My thoughts on 9 Skills You Need to Become a Data Modeler

Ronald van Loon has written an interesting article on the 9 Skills You Need to Become a Data Modeler. In this post I want to express my thoughts on that article, because I don’t agree with all the statements made in the article.

The good

I certainly agree that data modeling skills are one of the best skills to have in the current information driven industries, but would like to add that it hasn’t recently emerged. Data modeling has been around for decades (in fact more than half a century), but seems to have been buried under a lot of misconceptions. It is finally slowly being recognized again however.

Data modeling indeed helps in understanding how the data neurons connect with each other, which is crucial. It doesn’t define per se how the data is generated, nor does it need to be in a computer system. Data modeling mostly determines definition, structure and relations between, but not the processes. It should be based on facts that can and need to be verified.

Stepping into a career as a modeler, you’ll have to work with data analysts and architects to identify key dimensions and facts to support the system requirements of your client or company. […]

As long as dimensions and facts don’t refer to the concepts of dimensional / star modeling as was popularized and extensively taught by Ralph Kimball, I agree with this part and it also implicitly contains the number one skill you need as a data modeler: communication skills.

The bad

The career path for becoming a data modeler starts with specific education in the data science field […]

I really don’t agree on this point.

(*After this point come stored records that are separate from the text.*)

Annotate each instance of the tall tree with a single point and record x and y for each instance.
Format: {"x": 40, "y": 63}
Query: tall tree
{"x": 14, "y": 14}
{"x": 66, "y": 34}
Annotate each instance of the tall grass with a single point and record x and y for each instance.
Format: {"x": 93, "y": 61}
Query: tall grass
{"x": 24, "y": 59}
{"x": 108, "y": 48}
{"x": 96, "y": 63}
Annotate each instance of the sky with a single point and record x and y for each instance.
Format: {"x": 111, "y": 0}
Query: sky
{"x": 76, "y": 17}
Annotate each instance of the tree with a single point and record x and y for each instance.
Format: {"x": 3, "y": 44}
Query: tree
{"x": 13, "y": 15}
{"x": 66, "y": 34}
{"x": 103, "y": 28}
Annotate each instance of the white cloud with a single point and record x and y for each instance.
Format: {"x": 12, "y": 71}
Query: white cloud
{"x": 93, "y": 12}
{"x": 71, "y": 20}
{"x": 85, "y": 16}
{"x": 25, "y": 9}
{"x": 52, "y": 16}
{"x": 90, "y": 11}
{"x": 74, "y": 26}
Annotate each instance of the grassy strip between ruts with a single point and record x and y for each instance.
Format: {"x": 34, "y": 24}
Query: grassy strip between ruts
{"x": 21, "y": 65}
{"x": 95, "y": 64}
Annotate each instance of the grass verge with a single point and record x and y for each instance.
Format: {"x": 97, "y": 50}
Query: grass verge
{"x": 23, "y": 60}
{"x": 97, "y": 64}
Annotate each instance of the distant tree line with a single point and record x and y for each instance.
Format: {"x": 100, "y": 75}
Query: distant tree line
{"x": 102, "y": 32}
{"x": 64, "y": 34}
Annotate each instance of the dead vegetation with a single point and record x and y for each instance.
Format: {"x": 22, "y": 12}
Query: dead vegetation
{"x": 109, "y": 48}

Data science as we know it today was never part of my education. In fact, I am not really good at some of the underlying mathematical aspects that are involved in data science. Still, there are lots of “colleagues” that acknowledge I am good at data modeling.

The ugly

In general, my opinion is that the article mixes up a few things and focuses too much on technology. The “definition” of data modeling in the article is too narrow, because data modeling is not just focused at database management systems.

Data modeling in itself is not the same as data management. It is a part of data management, as described by the DAMA-DMBOK2 and the DAMA Wheel1.

Data modeling serves as a means to complement business modeling and to work towards generating a sufficient database.

Again, I don’t agree that is serves to work towards generating a sufficient database. Data doesn’t need to reside in a database. In my opinion, data modeling serves as a way of communicating, structuring, interpreting and understanding data. That structuring can go down to the implementation level where databases, files systems or other forms are used to store (and retrieve) the data.

The process for designing a database includes the production of three major schemas: conceptual, logical and physical. […] A Data Definition Language is used to convert these schemas into an active database. A data model that is fully attributed and covers all major aspects includes detailed descriptions for every entity contained within it.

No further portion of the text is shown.